We wrote recently about a similar solution created by Israel’s High Lander. But this product has been created by Skydio for Skydio products – and in our experience, vertically integrated systems tend to be more seamless.
Now throw Skydio Dock into the mix…
The dock is a charging and safe harbor system a little bigger than a toaster oven that can allow for automated inspections and other regular missions to be carried out autonomously and remotely monitored. Just recently, the FAA issued a Beyond Visual Line of Sight waiver for autonomous flights to be remotely flown by BNSF Railway.
We anticipate the dock will be a very big part of Skydio’s Remote Ops future, carrying out autonomous Enterprise missions and even dispatching drones quickly for First Responders. The “pilot” will be in another location entirely, monitoring a single or multiple drones simultaneously. This will play a very significant role, we believe, in Skydio Cloud capabilities down the road.
Skydio Cloud, says Ross, will also have the ability to integrate with third-party software via Application Programming Interface (APIs). And the platform has some shortcuts built-in to help make those secure tokens and connections quickly. We’re not API experts, but our understanding from the webinar is that this will be a great feature for developers, smoothing the path for third-party integrations.
“This makes it easy to get started with development within seconds,” says Ross.
One thing that stood out toward the end of the webinar was regarding use of Skydio drones by law enforcement for evidence collection, accident scene reconstruction, etc.
As you may have read here before, Skydio has also partnered with Axon, which produces the Taser and Axon body cameras widely worn by police officers.
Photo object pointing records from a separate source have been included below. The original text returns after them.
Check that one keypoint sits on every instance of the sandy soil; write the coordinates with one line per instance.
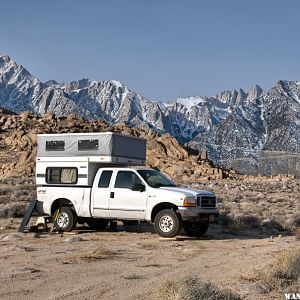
(128, 264)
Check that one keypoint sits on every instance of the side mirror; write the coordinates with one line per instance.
(138, 187)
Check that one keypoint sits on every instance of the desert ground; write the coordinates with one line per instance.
(130, 264)
(134, 263)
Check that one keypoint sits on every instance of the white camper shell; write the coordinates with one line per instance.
(83, 154)
(96, 178)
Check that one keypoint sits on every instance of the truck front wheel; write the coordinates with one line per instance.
(64, 218)
(195, 228)
(167, 223)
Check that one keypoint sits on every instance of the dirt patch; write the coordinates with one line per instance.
(132, 265)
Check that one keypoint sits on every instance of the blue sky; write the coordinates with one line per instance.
(161, 49)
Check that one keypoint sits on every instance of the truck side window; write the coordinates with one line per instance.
(126, 180)
(57, 175)
(105, 179)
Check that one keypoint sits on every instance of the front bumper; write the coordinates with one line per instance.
(197, 214)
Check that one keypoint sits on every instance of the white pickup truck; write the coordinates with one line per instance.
(80, 189)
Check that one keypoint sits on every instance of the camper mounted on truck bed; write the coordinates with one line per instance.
(86, 178)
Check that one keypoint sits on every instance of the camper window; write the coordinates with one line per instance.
(88, 145)
(55, 145)
(56, 175)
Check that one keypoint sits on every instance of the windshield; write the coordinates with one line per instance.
(155, 179)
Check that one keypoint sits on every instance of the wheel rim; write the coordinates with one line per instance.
(63, 220)
(166, 223)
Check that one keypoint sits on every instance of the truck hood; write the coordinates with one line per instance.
(187, 191)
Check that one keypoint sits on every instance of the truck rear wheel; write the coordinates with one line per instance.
(195, 228)
(167, 223)
(64, 219)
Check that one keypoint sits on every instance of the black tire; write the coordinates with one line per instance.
(98, 224)
(167, 223)
(65, 219)
(195, 228)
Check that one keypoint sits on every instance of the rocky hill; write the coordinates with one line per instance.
(18, 146)
(252, 132)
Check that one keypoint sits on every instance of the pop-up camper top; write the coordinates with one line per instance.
(98, 147)
(86, 153)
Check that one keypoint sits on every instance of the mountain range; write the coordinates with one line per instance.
(252, 132)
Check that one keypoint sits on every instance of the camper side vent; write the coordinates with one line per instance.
(88, 145)
(55, 145)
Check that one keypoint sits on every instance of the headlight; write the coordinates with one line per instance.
(189, 201)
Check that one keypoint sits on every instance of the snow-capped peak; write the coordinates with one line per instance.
(190, 101)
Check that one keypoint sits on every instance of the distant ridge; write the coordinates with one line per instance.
(239, 129)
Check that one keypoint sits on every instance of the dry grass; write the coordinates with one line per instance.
(193, 288)
(133, 276)
(98, 253)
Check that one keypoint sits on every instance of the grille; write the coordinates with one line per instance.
(207, 201)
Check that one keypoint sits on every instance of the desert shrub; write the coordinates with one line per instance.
(297, 233)
(225, 219)
(249, 220)
(284, 273)
(98, 253)
(193, 288)
(12, 210)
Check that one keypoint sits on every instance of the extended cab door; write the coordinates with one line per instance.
(124, 202)
(101, 193)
Axon also has a software suite called Axon Evidence, a secure online platform for the management, storing, and sharing of evidential data. Ross says Skydio is already working on securely uploading data directly from the drone to Axon’s evidence cloud:
We are building, right now, the ability to leverage Skydio Media Sync to be able to automatically ingest data into Evidence.com (the Axon software suite). So again, following that same workflow: Going and flying that vehicle, coming back, plugging it into power… Now, instead of that data coming into the Skydio Cloud, it actually goes direct, as evidence objects, into Evidence.com with no further action required (and with all relevant metadata tagged).”
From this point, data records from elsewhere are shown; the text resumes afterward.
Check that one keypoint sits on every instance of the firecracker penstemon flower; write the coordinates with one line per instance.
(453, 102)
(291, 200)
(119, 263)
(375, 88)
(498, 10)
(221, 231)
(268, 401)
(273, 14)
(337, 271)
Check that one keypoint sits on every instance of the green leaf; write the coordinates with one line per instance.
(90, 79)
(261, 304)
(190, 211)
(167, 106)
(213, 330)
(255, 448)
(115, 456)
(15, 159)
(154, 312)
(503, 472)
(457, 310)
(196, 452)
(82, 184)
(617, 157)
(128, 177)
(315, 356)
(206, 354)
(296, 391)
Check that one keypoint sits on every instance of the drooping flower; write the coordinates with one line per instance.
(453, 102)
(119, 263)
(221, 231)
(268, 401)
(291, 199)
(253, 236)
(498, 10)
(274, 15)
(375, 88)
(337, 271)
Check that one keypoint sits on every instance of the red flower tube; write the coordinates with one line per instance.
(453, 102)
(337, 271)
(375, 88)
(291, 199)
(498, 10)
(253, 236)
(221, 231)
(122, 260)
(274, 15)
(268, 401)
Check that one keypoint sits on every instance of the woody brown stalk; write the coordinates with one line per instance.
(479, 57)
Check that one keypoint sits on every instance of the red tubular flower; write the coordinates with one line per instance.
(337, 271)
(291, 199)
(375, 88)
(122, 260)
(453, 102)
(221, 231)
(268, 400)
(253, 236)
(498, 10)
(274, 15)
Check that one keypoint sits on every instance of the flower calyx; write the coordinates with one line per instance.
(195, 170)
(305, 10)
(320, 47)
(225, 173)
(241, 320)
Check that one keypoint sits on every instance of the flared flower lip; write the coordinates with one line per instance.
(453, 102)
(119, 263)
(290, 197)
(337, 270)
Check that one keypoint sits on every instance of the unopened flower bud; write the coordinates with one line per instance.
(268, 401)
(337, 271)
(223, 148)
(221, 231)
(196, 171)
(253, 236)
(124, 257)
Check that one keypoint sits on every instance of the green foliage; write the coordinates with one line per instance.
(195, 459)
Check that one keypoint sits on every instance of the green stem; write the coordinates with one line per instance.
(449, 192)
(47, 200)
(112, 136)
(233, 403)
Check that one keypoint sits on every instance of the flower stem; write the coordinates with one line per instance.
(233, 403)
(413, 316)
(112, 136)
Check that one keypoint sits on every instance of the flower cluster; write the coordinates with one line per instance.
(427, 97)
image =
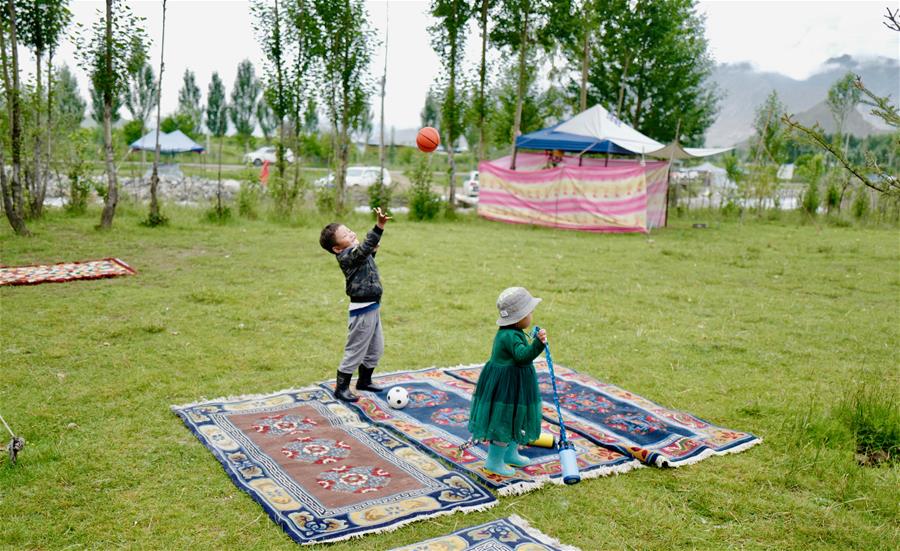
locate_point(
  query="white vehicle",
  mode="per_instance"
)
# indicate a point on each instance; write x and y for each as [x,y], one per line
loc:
[362,176]
[470,187]
[267,153]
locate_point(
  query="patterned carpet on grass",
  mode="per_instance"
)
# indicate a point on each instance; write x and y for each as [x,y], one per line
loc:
[64,271]
[506,534]
[630,424]
[436,418]
[322,474]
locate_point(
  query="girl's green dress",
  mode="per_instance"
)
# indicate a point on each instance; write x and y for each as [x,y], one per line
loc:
[506,406]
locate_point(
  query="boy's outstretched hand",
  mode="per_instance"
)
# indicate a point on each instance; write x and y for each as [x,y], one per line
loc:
[382,217]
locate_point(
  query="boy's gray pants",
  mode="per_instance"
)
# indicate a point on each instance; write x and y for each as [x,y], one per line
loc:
[365,342]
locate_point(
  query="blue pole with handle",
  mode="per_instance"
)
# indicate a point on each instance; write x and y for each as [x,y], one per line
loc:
[568,459]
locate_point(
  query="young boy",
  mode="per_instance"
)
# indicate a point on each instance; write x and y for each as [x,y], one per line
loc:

Currently, says Ross, some officers spend hours moving data from MicroSDs to hard drives to this portal. So the efficiency of this kind of auto-upload is clear.
With each webinar and announcement, the overall Skydio picture becomes more apparent. It’s very cohesive, using a growing software suite specifically designed to take full advantage of the capabilities of Skydio drones – and full advantage of its growing number of partnerships.
In combination with software offerings like 3D Scan and hardware like the Skydio Dock, it’s a vision very much ready for the future.